BY SHIVSHANKAR MENON
India-China relations require a fundamental reset and a new scholarly book provides a useful, if indirect, contribution to how we think about the relationship.
Amit Das Gupta and Lorenz Lüthi’s The Sino-Indian War of 1962: New Perspectives is a most topical and useful book for two reasons: For one, it revisits a topic that has been relatively neglected in recent Indian scholarship using archival and other material that have become available in the last two decades. With access to (some) Chinese and to Russian/Soviet archives, and to the archives and memoirs of actors in other states, it is now possible to widen the lens from speculation about Indian and Chinese motives, and to attempt a clearer picture of what led to the war, its international context and its aftermath.
The other reason is that it helps us to understand better how such a brief and limited conflict, in the military sense, had such immense political and other consequences.

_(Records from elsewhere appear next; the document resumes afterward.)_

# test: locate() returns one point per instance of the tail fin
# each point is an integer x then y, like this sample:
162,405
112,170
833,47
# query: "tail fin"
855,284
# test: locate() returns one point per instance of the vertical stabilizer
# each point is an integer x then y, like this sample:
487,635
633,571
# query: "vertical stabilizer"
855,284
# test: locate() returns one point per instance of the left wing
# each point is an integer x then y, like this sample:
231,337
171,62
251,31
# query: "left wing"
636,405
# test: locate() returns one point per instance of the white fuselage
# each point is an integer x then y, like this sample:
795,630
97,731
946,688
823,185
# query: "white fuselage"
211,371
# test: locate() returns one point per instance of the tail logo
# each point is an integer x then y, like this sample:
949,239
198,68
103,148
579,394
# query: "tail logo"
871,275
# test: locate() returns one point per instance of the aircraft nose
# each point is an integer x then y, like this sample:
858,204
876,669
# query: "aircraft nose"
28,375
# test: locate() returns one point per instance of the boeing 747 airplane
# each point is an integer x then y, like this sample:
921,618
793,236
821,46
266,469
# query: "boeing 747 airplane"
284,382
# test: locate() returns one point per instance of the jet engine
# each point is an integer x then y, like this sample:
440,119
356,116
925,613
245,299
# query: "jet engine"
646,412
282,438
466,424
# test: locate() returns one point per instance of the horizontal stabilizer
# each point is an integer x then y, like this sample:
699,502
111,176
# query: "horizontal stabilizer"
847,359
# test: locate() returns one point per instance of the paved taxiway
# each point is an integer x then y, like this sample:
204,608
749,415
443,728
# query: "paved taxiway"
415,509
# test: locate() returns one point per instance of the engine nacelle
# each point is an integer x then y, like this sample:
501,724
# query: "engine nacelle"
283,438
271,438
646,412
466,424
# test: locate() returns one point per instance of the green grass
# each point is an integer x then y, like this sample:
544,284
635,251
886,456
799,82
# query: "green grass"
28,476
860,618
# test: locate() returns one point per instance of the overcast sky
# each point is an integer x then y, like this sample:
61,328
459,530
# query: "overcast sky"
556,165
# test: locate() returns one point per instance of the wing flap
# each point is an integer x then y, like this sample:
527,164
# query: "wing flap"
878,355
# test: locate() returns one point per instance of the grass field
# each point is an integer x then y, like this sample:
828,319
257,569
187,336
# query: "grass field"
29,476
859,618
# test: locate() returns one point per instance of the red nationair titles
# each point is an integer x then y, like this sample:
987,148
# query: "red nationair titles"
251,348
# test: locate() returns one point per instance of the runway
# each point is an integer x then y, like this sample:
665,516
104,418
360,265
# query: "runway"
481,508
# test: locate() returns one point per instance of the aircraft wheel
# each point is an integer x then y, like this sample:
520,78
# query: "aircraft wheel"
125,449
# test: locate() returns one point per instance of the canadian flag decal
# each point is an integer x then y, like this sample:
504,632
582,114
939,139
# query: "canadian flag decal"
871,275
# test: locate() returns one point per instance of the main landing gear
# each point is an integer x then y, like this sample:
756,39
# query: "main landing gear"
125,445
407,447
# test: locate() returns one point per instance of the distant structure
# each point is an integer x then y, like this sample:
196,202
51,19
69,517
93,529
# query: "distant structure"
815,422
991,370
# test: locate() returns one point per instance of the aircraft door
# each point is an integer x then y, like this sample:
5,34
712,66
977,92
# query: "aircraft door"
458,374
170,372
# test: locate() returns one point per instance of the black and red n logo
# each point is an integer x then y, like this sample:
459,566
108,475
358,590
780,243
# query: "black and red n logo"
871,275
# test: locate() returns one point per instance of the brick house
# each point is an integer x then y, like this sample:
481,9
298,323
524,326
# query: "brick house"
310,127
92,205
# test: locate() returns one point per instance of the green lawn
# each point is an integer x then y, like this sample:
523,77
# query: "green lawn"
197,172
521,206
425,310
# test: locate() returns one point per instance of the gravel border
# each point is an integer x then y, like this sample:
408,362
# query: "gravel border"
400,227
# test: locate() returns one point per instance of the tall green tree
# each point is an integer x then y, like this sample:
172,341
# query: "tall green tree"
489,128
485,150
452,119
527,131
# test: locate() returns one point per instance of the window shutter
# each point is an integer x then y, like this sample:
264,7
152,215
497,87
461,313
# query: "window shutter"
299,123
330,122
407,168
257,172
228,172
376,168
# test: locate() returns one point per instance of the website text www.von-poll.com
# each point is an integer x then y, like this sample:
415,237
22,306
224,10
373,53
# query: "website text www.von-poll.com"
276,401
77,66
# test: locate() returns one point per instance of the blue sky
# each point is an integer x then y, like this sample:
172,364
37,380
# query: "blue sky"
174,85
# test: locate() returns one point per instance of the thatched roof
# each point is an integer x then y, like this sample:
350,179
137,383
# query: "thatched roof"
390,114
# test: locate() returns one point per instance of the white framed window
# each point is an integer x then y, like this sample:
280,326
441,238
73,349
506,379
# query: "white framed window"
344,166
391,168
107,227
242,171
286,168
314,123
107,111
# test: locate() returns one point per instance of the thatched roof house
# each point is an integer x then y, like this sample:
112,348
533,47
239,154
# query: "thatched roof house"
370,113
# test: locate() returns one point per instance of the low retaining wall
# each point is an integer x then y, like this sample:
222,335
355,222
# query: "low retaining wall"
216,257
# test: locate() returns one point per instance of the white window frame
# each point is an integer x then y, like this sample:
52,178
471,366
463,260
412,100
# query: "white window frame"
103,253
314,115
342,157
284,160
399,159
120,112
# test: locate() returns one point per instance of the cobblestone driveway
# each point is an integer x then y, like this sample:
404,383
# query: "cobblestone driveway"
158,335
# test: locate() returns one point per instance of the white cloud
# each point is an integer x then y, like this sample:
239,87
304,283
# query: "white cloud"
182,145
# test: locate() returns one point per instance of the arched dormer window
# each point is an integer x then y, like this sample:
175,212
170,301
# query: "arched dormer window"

As we know, the political after-life of the conflict, and its continuing effect on Indian thinking and behaviour, has only now begun to be studied and analysed. By getting an international group of younger scholars to examine various aspects of the war and its effects, the editors have done us and scholarship on the war a great service. Coming when India-China relations are in flux and require a fundamental reset – indeed when world politics itself is undergoing a fundamental reset – this is a useful, if indirect, contribution to how we think about India-China’s relationship, which arguably could be the one that most affects our nation’s success in transforming itself.